Nevada state senators were urged on Monday to oppose a plan giving local governments more autonomy in handling certain issues currently controlled by the state.
Spokesmen for industry, homebuilders and trucking all said they rely heavily on consistency from local government to local government and the proposed legislation could result in widely different rules for a variety of businesses.
“Uniformity is important to us, especially since we cross multiple jurisdictions daily,” said Paul Enos of the Nevada Trucking Association.
He was joined by Ray Bacon of the Nevada Manufacturers Association who said there have been instances where local jurisdictions attempted to ban trucks from roadways that service industrial parks. Bacon said those bans would have seriously impacted manufacturers.
Reno developer Greg Peek said the so-called Dillon’s rule that centralizes local government decision making under state control “provides meaningful checks and balances” builders can rely on.
He said Nevada has a good climate for business “because we do have consistency across the state.” He said SB 11 releasing some of that authority to local jurisdictions could seriously compromise that consistency.
The bill was brought by Sen. Pete Goicoechea, R-Eureka who said it has nothing to do with raising or creating new taxes, service charges or fees. He said it would simply allow local governments to have control over “functional” issues without having to wait for the Legislature to fix a problem.
“As far as I’m concerned, this is about functional home rule, not financial,” he said.
“Everything that’s is in statute today doesn’t go away.

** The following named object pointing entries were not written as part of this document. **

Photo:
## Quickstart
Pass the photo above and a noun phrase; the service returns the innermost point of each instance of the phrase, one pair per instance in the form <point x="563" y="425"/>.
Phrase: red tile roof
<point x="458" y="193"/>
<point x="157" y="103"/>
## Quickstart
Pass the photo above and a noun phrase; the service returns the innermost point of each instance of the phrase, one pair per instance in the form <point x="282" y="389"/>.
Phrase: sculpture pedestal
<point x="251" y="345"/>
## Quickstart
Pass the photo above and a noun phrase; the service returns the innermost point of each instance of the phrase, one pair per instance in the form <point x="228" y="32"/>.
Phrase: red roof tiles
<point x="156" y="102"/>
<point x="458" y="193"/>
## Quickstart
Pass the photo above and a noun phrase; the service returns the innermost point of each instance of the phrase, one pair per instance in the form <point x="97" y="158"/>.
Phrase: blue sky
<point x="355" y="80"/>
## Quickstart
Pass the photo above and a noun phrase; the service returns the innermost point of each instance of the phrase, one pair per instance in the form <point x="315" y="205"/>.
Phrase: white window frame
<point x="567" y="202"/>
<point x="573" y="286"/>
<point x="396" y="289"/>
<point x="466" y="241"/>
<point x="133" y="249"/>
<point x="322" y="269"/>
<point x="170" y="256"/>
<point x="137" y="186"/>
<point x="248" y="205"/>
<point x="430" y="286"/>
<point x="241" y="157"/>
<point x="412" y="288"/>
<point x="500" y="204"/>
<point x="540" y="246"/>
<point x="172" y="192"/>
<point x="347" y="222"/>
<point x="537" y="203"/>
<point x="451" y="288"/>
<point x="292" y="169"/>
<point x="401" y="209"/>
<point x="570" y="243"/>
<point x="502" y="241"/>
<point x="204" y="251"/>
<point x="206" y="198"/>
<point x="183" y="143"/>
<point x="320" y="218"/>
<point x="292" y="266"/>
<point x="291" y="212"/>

There’s nothing in this bill that reverses anything.”
Wes Henderson of the Nevada League of Cities and Jeff Fontaine of the Nevada Association of Counties both said it would simply allow local governments to respond to changing needs and issues much more rapidly than they can now.
“I would call this bill common sense home rule,” said former Sen. Warren Hardy, now representing the city of Mesquite.
Fontaine said as an example that it made no sense local government had to ask legislative permission to ban jail prisoners from having cell phones.
Carole Vilardo of the Nevada Taxpayers Association said that organization has supported functional home rule in the past.
“Things happen that you’ve just got to be able to respond to,” she said.
Goicoechea said he was willing to work with the different parties to ensure the legislation is tightened up enough to relieve the concerns of opponents. He pointed out that similar measures have passed the Nevada Senate in both the 2011 and 2013 sessions before stalling in the Assembly.
The committee took no action on Senate Bill 11 Monday.